The obvious exceptions here are Arian and Adrian, and I'll get to them a bit later, but let's take the examples of Forte, Rice, Shady, Jamaal, and the less awesome but still useful to his team Ryan Matthews. Each has a different reason for being misused, and each reason is equally preposterous. NFL teams have a number of misconceptions about franchise RBs and the NFL game in general that are becoming more frustrating every week. From the consideration that the NFL is a "passing league" to the idea that running backs will shatter into a million pieces if they get more than 20 carries a game, there is a whole mess of misguided logic floating around.

Let's start with the Bear, Matt Forte. We all enjoyed that game against Dallas, eh? That's because the gameplan was fantastic: with one caveat. Tice called run after run in the first half to set up all the play-action and pass plays in the second half. After an entire half of running, the Cowboy defensive line had to respect the Bear run game and this gave Jay enough time in the pocket to be an amazing QB. The caveat comes because Forte gave up too many carries to Michael Bush.

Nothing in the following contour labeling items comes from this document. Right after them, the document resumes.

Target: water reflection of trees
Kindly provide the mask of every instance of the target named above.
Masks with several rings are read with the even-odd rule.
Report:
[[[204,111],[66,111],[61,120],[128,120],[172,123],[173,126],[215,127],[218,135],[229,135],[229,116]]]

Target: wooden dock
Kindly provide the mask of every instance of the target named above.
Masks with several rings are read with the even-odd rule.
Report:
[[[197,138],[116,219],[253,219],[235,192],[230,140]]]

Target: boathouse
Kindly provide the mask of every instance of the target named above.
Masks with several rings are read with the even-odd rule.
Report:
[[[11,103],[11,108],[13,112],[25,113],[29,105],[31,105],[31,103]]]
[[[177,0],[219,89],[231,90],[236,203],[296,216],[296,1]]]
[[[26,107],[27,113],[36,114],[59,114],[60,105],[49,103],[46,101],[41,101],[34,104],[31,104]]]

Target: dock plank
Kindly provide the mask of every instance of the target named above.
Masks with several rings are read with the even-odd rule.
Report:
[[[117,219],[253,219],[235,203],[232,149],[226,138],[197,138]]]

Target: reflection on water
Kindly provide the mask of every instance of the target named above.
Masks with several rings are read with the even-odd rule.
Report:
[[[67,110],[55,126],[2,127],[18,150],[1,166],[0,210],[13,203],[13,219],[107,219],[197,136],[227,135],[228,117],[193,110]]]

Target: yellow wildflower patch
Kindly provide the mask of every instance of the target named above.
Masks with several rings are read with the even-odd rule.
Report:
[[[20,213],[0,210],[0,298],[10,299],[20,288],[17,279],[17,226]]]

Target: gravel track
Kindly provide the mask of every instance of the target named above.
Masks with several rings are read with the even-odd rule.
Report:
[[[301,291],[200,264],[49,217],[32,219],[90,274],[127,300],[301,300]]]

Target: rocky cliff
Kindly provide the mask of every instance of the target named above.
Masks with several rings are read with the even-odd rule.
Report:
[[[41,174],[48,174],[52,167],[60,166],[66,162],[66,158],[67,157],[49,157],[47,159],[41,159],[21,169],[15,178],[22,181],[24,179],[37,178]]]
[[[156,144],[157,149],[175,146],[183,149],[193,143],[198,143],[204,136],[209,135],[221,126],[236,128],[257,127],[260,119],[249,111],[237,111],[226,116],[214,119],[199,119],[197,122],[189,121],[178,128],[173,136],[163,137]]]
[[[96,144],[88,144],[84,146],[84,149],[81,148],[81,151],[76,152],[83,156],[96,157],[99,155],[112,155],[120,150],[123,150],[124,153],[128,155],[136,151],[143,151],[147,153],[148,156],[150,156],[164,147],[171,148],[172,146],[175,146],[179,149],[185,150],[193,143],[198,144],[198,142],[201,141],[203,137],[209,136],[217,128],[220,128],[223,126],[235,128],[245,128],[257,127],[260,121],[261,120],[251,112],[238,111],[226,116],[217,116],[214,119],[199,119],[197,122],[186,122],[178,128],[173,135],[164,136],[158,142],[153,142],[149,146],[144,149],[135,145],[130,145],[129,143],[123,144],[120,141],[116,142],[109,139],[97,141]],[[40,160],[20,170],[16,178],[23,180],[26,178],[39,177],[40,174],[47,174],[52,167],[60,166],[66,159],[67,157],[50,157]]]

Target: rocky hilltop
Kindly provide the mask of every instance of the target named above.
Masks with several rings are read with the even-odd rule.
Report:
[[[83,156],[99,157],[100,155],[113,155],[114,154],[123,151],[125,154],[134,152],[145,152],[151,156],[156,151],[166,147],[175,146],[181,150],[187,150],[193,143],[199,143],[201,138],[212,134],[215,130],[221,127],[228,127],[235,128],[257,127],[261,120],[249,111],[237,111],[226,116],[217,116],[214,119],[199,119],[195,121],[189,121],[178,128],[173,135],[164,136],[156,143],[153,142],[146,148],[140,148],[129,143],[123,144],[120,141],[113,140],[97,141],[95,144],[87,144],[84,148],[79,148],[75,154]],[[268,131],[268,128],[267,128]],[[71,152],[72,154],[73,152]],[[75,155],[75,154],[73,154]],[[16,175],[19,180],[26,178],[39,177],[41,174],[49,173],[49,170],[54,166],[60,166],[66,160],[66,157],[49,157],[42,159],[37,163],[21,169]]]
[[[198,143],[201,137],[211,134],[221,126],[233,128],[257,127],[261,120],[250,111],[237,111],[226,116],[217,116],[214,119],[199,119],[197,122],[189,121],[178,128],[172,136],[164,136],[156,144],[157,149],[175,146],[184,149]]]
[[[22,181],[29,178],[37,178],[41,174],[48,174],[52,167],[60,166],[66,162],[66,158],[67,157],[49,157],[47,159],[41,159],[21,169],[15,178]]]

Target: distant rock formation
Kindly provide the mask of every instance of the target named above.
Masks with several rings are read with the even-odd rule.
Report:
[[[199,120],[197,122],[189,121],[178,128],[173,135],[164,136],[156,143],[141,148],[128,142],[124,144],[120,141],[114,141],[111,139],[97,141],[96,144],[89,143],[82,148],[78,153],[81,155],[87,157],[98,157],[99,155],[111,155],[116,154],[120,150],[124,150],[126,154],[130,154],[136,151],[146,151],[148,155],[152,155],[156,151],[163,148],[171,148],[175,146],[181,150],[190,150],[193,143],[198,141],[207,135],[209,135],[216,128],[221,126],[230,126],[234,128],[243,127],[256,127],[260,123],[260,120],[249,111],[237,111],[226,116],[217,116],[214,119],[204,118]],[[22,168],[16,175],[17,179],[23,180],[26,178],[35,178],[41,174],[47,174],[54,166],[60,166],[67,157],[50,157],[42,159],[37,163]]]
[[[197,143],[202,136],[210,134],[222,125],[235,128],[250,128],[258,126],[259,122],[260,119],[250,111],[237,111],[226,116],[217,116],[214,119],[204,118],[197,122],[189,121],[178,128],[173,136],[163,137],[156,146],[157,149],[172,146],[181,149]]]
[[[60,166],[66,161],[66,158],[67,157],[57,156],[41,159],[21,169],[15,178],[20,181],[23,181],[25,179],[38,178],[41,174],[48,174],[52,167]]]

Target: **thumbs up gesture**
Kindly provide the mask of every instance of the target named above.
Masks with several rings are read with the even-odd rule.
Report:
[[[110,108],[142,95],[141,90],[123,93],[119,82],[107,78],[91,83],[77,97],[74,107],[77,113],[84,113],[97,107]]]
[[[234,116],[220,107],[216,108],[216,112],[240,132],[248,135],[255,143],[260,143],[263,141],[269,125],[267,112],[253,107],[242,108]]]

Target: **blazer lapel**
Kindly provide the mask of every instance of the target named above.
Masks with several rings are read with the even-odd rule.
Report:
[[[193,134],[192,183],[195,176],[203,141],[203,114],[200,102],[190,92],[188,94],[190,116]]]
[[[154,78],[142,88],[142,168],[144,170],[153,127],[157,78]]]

The idea is that Forte is still coming back from an injury, which I question mostly because they threw him in to run a dive play from the Cowboy 5 late in the game. Why would they have Forte run that play when they have Bush, think Forte is hurt, and are already almost guaranteed points? If they were easing Forte back into the lineup, the 13 carries makes sense. But otherwise, we come up to issue #1.